La licitación, que culmina el 28 de noviembre, incluye la adquisición de vallado metálico, 177 bolardos y/u horquillas y otros 15 bolardos especiales valorados, cada uno de estos últimos, en 400 euros. Son dispositivos móviles que ha solicitado la Policía Municipal. Además, jardineras colgantes de grandes dimensiones se colocarán también a modo de barrera en determinados puntos clave como la plaza del Callao y otras esquinas en cruces de calles.
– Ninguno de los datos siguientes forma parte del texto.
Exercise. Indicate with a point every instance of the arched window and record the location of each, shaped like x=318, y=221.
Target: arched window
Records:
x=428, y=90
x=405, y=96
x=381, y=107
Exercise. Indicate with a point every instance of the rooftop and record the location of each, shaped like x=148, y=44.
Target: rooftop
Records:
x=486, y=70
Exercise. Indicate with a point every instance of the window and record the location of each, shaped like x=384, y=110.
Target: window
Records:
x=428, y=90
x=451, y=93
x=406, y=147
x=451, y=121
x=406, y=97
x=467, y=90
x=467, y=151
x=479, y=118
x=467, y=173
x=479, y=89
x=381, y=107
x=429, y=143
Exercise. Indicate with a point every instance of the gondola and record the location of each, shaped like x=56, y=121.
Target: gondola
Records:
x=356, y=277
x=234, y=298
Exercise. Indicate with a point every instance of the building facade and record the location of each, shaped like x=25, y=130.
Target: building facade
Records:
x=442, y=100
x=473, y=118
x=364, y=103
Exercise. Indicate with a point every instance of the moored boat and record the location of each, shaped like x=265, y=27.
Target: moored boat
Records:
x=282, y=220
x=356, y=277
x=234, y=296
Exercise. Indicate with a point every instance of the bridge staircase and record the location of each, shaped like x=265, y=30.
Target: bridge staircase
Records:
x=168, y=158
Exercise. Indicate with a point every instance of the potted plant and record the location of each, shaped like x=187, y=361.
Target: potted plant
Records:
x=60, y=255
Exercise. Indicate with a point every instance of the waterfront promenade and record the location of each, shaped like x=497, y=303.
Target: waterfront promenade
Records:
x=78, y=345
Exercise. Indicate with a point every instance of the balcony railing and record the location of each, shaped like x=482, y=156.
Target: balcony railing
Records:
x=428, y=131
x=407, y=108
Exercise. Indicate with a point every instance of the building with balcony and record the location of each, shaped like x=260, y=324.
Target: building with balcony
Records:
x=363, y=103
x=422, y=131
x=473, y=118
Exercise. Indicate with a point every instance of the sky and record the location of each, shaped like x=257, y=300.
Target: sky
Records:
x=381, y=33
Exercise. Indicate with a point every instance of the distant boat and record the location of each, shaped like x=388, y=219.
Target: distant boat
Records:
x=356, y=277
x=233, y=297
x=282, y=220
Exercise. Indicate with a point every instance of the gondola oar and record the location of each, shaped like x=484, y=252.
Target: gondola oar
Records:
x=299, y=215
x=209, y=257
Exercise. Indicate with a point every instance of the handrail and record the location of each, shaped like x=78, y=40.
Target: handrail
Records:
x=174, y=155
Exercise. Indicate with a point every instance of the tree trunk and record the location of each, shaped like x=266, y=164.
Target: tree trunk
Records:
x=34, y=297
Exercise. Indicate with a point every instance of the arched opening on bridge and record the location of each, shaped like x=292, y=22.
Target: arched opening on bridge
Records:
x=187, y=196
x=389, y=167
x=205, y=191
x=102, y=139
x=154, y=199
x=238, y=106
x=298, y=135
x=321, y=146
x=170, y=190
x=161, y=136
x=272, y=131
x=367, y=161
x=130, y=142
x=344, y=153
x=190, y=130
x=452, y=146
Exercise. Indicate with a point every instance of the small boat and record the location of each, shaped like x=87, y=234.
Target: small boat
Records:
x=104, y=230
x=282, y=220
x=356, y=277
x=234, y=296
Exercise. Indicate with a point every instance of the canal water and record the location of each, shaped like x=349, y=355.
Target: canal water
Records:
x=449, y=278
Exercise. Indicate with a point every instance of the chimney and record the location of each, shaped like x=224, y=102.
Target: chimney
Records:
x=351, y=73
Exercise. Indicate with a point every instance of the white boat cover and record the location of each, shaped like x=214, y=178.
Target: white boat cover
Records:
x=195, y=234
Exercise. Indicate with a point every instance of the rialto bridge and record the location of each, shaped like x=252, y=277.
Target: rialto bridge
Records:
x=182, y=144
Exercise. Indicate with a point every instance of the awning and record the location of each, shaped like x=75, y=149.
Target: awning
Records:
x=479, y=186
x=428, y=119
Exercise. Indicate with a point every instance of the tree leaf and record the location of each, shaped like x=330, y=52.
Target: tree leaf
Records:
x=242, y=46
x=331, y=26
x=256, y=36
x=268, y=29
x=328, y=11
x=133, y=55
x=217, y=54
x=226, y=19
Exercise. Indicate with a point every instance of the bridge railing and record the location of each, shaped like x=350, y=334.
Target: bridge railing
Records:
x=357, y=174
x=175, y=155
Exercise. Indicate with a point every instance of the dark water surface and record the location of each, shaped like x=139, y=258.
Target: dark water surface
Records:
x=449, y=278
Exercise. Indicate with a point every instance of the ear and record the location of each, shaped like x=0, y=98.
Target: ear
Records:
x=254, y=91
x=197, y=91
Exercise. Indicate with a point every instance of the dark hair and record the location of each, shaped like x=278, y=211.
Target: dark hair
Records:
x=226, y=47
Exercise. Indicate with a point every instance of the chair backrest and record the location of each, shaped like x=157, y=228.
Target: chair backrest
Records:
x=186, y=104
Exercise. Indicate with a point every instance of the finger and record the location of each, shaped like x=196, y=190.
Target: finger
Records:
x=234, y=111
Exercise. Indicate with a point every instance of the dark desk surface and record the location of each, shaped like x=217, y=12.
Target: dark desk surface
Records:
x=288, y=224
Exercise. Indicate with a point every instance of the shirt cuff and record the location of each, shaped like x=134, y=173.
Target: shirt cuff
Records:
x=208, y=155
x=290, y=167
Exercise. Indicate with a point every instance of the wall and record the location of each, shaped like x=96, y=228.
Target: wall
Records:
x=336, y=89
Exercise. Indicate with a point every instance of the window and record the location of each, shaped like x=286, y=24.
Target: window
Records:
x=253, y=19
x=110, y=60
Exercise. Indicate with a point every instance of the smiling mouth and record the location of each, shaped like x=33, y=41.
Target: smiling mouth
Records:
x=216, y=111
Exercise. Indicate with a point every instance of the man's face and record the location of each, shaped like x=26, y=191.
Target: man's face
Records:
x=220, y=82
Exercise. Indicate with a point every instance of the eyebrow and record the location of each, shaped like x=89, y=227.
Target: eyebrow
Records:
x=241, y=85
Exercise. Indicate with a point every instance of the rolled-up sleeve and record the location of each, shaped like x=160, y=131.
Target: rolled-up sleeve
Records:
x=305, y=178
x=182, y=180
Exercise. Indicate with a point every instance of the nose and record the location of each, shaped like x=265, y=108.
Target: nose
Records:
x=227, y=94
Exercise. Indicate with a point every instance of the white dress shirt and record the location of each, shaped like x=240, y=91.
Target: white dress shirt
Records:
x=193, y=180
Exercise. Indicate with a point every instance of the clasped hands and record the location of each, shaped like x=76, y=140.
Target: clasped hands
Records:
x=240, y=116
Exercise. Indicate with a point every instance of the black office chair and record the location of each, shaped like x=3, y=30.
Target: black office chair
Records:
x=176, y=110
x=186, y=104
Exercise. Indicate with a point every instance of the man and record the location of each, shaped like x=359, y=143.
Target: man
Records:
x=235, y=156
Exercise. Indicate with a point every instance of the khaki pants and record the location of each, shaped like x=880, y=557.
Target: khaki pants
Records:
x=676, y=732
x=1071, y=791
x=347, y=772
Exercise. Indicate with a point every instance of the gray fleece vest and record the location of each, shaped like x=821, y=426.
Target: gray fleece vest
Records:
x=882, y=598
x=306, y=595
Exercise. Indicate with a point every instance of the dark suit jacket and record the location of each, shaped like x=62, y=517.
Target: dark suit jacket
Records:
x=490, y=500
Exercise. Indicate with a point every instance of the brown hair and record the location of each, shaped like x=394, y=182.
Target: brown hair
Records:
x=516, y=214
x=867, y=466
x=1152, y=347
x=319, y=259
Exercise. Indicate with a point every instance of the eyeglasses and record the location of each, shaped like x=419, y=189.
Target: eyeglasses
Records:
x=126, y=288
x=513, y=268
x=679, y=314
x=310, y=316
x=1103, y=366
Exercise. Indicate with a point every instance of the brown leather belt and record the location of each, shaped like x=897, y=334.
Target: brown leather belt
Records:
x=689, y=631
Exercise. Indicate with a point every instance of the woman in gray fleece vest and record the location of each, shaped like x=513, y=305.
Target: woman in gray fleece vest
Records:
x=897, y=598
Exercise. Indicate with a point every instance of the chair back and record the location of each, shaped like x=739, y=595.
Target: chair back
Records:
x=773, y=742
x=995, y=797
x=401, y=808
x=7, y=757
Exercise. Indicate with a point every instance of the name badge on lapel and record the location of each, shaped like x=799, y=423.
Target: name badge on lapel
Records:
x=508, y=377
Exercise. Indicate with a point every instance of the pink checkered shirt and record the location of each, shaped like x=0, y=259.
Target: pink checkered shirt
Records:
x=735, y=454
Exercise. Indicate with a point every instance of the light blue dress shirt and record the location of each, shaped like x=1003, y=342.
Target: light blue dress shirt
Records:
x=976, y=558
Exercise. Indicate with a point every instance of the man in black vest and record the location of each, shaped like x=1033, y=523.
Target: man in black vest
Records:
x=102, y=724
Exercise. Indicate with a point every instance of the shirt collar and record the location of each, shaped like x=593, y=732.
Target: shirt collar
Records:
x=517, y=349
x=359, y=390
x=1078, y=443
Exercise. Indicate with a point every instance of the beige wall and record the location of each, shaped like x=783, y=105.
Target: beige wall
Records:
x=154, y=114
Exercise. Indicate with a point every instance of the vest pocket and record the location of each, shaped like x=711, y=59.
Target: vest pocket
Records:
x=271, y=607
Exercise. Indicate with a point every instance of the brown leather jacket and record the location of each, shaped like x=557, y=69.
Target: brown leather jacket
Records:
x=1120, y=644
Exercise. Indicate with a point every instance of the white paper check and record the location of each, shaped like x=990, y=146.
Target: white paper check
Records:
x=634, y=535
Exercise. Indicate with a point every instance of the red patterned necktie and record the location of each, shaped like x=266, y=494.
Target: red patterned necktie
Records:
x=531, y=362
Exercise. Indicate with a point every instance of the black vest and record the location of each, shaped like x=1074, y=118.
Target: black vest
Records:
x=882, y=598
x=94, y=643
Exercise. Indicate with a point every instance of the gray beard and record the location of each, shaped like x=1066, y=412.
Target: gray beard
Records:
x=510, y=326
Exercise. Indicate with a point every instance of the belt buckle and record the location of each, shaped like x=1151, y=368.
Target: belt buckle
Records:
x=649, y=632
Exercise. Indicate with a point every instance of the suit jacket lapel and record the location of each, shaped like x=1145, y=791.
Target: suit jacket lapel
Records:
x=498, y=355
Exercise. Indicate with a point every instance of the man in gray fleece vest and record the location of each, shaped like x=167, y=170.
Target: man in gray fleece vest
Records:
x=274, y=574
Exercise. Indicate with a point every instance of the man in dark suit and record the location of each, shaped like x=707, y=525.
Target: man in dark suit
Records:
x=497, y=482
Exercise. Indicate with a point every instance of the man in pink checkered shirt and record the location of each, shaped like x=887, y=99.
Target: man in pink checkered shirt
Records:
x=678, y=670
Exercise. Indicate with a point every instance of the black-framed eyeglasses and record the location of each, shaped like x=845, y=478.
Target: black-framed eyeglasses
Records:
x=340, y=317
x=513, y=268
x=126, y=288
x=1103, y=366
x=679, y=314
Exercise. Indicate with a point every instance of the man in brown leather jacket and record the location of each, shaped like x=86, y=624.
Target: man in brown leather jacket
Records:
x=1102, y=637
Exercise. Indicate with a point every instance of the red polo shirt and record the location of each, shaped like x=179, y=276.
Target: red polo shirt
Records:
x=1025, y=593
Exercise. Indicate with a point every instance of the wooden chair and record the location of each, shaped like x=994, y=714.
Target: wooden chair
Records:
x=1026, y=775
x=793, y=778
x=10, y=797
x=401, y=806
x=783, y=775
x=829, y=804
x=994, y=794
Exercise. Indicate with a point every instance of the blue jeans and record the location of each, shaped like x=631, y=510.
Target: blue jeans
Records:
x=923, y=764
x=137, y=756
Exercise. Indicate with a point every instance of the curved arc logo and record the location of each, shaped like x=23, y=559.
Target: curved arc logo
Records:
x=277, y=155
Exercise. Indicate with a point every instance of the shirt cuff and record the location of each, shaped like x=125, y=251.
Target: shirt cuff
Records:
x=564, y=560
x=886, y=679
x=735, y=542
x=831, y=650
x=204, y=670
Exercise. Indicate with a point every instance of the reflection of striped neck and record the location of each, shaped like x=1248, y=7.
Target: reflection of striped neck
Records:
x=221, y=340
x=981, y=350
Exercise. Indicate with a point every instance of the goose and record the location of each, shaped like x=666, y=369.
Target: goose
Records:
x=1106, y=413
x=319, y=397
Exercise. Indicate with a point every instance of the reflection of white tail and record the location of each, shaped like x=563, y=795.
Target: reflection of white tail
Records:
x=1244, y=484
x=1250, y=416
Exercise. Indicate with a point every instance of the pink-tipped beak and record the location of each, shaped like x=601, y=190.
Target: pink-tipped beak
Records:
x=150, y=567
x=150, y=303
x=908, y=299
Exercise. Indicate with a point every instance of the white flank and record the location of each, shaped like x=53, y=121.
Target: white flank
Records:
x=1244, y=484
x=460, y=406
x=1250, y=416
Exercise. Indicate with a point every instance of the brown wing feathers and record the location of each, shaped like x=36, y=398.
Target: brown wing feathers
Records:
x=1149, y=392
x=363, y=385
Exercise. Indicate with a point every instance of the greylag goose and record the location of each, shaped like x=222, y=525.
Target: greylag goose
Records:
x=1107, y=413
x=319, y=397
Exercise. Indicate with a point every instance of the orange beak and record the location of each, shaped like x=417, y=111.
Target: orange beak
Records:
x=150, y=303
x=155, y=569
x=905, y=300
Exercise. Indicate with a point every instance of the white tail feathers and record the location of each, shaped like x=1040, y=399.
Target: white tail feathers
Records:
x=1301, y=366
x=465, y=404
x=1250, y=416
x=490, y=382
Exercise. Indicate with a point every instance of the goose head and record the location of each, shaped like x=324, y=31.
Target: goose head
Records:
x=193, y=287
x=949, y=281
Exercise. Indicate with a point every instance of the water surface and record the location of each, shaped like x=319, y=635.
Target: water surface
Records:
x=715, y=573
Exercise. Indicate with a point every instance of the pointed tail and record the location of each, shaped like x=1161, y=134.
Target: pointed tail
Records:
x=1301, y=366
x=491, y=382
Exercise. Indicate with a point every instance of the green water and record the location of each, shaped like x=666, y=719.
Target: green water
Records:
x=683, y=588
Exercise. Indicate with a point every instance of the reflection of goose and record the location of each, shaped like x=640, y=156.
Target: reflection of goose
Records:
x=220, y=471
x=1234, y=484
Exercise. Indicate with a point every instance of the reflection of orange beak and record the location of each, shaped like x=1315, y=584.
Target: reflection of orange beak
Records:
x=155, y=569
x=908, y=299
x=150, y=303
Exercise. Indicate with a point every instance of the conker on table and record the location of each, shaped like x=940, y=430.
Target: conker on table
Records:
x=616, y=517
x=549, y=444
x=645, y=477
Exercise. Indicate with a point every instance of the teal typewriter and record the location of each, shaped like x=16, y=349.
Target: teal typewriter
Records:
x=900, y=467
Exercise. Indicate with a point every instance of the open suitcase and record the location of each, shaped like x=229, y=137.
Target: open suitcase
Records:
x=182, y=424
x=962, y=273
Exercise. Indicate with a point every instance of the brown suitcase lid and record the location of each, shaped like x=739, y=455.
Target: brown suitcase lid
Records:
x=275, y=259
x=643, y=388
El director de la Policía Municipal, Andrés Serrano, y el coordinador de Seguridad del Ayuntamiento, Daniel Vázquez Llorens, se encargan del diseño de implantación de todos los elementos de seguridad móviles y fijos. Algunos ya vienen establecidos en los planos del contrato, pero son exclusivamente los concernientes a los establecidos por el Área de Medio Ambiente y Movilidad.

La APR «más intuitiva»

La obra de la Gran Vía la dejará a punto para formar parte de la gran Área de Prioridad Residencial que pretende poner en funcionamiento el Gobierno de Manuela Carmena a partir del verano. Ahora Madrid la llama la Zona de Cero Emisiones, que convertirá todo el centro en espacio acotado a vecinos, transporte público y vehículos autorizados. Por ello, el contrato de la Gran Vía incluye la instalación de detectores de vehículos para fichar a todos los coches que accedan a su interior, así como las velocidades medias, la intensidad de tráfico y el porcentaje de ocupación, entre otros datos. «Será la APR más intuitiva de las existentes para evitar que el conductor sea sancionado», afirman desde el Ayuntamiento.

Una tetris de 4.500 euros

Otra de las novedades que incluye los pliegos del contrato de remodelación es la incorporación de tres fuentes de agua potable con dos pilas cada una de ellas. Será la primera vez que esta arteria de la capital incorpore este elemento urbano. Se colocarán en la plaza del Callao, en la Red de San Luis (Montera) y en la plaza de Metrópolis, configuradas las tres como zonas estanciales. Cada una de las fuentes, diseñada como pieza de tetris de granito, costará 4.500 euros, con la instalación incluida.

Ásí serán las fuentes de granito que se instalarán en Callao, Red de San Luis y Metrópolis
Ásí serán las fuentes de granito que se instalarán en Callao, Red de San Luis y Metrópolis - ABC

El granito será también el material que dé forma a los nuevos bancos que se implantarán en las plazas y la Gran Vía, abandonando los actuales de madera. Los pasos de cebra crecerán en número y dimensión y la zona ajardinada se multiplicará, sobre todo en las plazas de Callao, Montera y Metrópolis.

El lavado de cara de este espacio prevé un coste máximo de 9,3 millones de euros y un plazo de ejecución de obras de trece meses desde el inicio de las mismas, previsto para enero. Se estima que los trabajos hayan finalizado coincidienco con el inicio de la campaña electoral. A partir de entonces, la Gran Vía perderá dos de sus carriles para entregárselos al peatón. De los cuatro existentes para entonces, dos serán para los autobuses y el taxi y los ciclocarriles compartirán espacio con el resto del tráfico rodado, incluido el privado, que podrá continuar accediendo a los parkings. El Ayuntamiento espera sacar de esta vía fundamental para atravesar la ciudad a 45.000 vehículos y que solo transiten por la misma 10.000.